La Cazadora había avituallado a la Pinta, pero no solo a la nave, también al almirante Colón, que se fue abastecido de pasión y de magia. Nunca podría olvidar a la dama.
Sin embargo, no hubo más encuentros, porque cuando el marinero regresó, Beatriz había contraído un nuevo matrimonio, esta vez con el adelantado Alonso Fernández de Lugo, conquistador de La Palma y Tenerife. Tras sus nupcias en 1498, se trasladó a Tenerife con él, dejando en la Gomera a Hernán Muñoz como gobernante. Todo parecía controlado, cuando ya en Tenerife, recibió información de sus vasallos gomeros, que le aseguraban que el gobernador puesto por ella era un traidor e intentaba facilitar el alzamiento de la Gomera por parte del cuñado de Beatriz, Sancho Herrera y Peraza, señor de Lanzarote, que no aceptaba su segundo casamiento. De poco sirvió que el hombre intentara defenderse de la acusación que Beatriz fue a la Gomera a escuchar. Esa misma noche lo mandó ahorcar en la plaza y se volvió a Tenerife.
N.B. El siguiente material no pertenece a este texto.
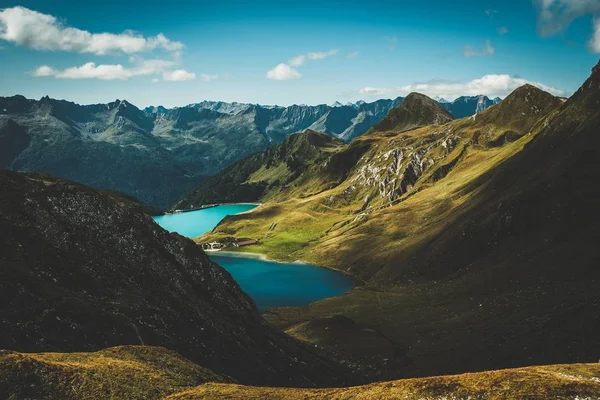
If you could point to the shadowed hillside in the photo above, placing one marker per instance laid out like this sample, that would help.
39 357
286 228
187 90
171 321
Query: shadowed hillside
81 270
486 222
577 381
131 372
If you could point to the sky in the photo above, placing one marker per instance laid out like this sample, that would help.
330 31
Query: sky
292 52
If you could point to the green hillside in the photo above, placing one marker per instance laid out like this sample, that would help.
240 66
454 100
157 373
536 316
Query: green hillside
487 222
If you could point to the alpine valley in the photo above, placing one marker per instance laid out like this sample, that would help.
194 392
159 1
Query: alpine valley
159 154
470 230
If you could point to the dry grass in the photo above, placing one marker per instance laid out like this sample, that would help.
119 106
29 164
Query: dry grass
124 372
572 381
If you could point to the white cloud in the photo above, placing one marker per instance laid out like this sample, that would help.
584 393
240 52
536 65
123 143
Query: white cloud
301 59
321 54
283 72
178 75
555 15
44 70
142 67
287 71
208 78
489 85
486 50
297 61
39 31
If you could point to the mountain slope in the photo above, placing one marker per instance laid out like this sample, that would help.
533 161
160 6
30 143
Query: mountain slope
263 175
465 106
576 381
485 222
414 111
81 270
132 372
117 146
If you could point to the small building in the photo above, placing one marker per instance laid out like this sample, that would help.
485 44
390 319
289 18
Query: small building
246 243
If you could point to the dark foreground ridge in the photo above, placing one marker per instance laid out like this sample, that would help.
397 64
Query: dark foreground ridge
82 270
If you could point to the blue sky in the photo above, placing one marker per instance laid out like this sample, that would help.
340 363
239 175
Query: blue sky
284 52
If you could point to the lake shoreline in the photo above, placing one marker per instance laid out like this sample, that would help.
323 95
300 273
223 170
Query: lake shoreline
206 206
261 256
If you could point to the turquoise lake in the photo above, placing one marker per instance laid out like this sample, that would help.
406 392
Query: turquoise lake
195 223
269 283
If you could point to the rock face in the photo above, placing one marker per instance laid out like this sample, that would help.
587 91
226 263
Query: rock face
465 106
488 222
81 270
116 146
264 174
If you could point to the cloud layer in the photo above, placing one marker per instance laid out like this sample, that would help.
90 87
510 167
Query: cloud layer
287 71
117 71
486 50
283 72
38 31
555 15
489 85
La viuda de Muñoz escribió a la corte y unió su queja a la de tantos por extorsiones y otros agravios hasta que la reina se vio obligada a requerir la presencia de Beatriz de Bobadilla. La Dama Sangrienta llegó a la corte sintiéndose perseguida por todos, pensando que en cada esquina había un enemigo queriendo arrebatarle sus propiedades, su poderío o hasta la tutela de sus hijos. Y no iba descaminada. Allí, en la propia corte, un día cualquiera, Beatriz apareció muerta en su cama. Muchos pensaron que había sido asesinada. Algunos aseguraron que fue la propia reina Isabel, que también moriría ese mismo año y que no quería volver a verla junto a su marido, quien ordenó que la envenenaran.
La Cazadora, la Dama Sangrienta, la sangrienta dama cazadora, resultó cazada. Aunque no murió empapada en esa sangre que tanto le complacía derramar si era de otros, sino retorcida de dolor sobre su propio vómito.”